For more than a full day after the Norway "sky spiral," major Moscow news media ignored any connection with a Russian missile. The few remaining independent papers were the first to recapitulate the lamentable story of the Bulava. Finally, about 26 hours after the failed launch, an official press release admitted that a "technical malfunction" in the third stage of the missile had led to the failure of its test flight.
Beyond the threat to Russia's nuclear deterrent, the problems with the missile have become a major scandal for the Putin/Medvedev government. Hard-line Communist Party critics accuse them of letting the entire Russian military industrial complex decay to the point of danger. (Russian aircraft, communications, and navigation equipment performed poorly in the brief Russia-Georgia War, in late 2008.) "Russia's technological potential has been totally destroyed by the reformers," complained ardent nationalist Captain Konstantin Sivkov in an interview last October with the Svobodnaya Pressa [Free Press] Web site. Critics are also looking more closely at how the troubled missile project got started in the first place and whether there were bribes involved.

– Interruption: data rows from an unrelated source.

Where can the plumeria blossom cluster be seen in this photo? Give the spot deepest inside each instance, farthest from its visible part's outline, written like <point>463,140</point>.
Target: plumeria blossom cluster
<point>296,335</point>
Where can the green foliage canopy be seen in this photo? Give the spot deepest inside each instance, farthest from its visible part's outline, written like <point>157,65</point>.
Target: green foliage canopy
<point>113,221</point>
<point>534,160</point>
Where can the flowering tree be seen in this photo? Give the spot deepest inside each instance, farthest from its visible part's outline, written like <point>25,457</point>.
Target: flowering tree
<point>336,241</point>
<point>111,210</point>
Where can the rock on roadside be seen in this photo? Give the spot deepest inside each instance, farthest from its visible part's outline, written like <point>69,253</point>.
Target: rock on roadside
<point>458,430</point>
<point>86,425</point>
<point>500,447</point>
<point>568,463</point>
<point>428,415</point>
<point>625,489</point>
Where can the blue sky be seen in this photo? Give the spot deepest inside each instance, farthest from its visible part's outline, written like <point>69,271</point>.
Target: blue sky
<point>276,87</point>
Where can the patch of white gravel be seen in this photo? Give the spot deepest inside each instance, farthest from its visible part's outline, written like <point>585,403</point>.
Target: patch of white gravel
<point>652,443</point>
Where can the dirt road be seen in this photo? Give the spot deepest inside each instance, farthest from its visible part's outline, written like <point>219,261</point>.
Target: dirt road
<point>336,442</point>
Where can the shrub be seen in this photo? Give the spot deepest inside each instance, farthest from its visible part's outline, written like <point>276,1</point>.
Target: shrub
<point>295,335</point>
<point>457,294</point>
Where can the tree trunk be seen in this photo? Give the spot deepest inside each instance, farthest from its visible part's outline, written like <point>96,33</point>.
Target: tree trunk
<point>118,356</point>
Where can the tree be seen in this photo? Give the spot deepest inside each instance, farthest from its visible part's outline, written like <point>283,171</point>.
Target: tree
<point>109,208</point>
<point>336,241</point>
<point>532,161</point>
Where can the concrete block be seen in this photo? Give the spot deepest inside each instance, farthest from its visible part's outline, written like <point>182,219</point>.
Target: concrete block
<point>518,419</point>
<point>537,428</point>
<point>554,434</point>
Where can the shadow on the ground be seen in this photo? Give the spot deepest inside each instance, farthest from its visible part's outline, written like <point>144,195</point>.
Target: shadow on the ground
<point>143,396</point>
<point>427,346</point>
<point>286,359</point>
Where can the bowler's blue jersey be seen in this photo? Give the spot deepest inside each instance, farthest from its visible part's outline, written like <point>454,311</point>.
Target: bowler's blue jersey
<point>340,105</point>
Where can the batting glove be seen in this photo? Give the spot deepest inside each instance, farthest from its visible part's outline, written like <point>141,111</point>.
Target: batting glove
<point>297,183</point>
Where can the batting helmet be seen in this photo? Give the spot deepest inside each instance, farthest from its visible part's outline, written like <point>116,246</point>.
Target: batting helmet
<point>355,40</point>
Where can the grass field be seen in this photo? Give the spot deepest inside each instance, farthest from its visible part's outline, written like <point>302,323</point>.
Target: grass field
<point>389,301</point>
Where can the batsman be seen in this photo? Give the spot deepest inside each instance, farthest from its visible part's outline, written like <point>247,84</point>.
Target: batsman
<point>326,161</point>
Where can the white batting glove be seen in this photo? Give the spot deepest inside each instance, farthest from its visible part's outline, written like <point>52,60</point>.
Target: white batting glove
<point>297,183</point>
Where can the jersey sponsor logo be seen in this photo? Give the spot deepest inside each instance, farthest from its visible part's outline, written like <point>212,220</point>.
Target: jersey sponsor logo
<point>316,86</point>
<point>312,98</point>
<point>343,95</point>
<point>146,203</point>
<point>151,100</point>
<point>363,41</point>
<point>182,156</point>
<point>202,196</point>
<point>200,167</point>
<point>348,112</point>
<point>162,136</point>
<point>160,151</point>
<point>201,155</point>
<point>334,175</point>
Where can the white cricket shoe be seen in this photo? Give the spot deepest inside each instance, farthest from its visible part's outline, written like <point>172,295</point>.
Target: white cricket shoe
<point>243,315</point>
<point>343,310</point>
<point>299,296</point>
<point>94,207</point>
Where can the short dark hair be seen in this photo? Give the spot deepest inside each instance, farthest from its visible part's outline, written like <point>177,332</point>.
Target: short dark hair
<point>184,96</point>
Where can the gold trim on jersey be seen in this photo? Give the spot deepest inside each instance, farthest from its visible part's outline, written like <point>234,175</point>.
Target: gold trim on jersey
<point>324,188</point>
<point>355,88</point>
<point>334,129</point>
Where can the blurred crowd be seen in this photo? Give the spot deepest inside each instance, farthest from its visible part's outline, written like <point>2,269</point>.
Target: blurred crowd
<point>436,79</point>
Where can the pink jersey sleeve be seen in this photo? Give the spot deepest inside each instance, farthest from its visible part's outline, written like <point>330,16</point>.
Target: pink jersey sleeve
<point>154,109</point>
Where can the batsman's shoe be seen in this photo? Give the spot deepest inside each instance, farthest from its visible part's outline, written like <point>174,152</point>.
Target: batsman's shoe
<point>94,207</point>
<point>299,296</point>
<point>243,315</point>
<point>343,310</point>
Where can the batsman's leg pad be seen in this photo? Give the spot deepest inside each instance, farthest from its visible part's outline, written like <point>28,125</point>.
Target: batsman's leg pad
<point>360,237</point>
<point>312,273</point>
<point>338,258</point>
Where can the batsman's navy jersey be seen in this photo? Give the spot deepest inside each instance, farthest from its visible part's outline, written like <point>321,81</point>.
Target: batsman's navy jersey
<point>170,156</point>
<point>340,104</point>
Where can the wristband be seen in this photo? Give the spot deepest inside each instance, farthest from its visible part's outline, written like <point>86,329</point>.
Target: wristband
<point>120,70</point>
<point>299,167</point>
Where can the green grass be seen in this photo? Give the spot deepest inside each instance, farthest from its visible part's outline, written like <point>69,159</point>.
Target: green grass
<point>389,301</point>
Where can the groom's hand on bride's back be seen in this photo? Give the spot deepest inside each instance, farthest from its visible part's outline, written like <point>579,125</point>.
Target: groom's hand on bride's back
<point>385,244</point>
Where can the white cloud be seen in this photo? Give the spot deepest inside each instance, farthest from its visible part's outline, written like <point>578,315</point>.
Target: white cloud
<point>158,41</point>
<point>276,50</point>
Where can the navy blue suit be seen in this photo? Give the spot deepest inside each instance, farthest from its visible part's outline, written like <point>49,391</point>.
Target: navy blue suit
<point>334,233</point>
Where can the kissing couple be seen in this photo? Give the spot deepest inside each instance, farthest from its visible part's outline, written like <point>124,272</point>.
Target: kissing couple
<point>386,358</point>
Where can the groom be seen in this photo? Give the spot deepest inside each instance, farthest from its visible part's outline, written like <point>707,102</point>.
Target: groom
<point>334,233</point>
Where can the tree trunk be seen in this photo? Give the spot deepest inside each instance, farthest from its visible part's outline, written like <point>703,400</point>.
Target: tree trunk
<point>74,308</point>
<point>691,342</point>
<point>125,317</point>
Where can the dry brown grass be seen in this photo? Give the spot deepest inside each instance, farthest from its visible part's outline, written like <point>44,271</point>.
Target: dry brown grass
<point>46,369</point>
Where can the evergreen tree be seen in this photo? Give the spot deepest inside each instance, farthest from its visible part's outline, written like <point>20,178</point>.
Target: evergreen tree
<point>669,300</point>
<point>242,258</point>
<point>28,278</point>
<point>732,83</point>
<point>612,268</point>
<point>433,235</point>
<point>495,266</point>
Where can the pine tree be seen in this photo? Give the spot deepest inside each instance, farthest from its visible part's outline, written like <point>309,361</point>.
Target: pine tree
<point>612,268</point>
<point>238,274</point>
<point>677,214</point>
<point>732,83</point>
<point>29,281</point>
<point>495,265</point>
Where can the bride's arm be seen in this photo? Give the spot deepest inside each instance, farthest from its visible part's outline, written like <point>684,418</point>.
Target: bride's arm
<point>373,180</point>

In 1998, as economic collapse was starving most post-Soviet defense industries, a firm named the Moscow Institute of Thermal Technology won a contract to provide the next-generation submarine-based solid-fuel nuclear missile, beating out the experienced Makeyev Design Bureau, whose prototype R-39 Bark missile had suffered three test failures. The new firm, which had never built submarine-launched missiles before, proposed adapting its existing ground-based ICBM (the solid-fuel RS-12M Topol) to underwater launch mode.
Supposedly because that missile was already in use on land was already proved out, the Bulava program (R-30 is its official name) skipped extensive intermediate testing at ground facilities and even tests normally conducted in a large water tank that simulates sea-based launches. It proceeded directly to sea trials, and the first three simplified tests achieved their objectives.
After more-realistic, full-range tests began, the program imploded. One launch after the next failed—and most discouragingly, in different ways. "Each accident takes place for different reasons, and there is no end to them," wrote independent military commentator Viktor Myasnikov the day after the latest failure. "Elimination of the most recent 'weak spot' only leads to the appearance of the next one."
By mid-2009, the program looked doomed. The missile's top designer, Yury Solomonov, resigned, and the military officer in charge of all Russian military missiles retired. Special review panels were formed from experienced space and rocket experts at the Russian Academy of Sciences and the Russian Federal Space Agency, which, though nominally civilian, has long been in charge of developing all long-range Russian military missiles.
Already, three giant nuclear-powered missile submarines have been constructed specifically to carry the Bulava, with its six to eight independently targeted 150-kiloton warheads. Desperate planning to come up with backup missile designs has not yielded results—the subs can carry only Bulava-like missiles.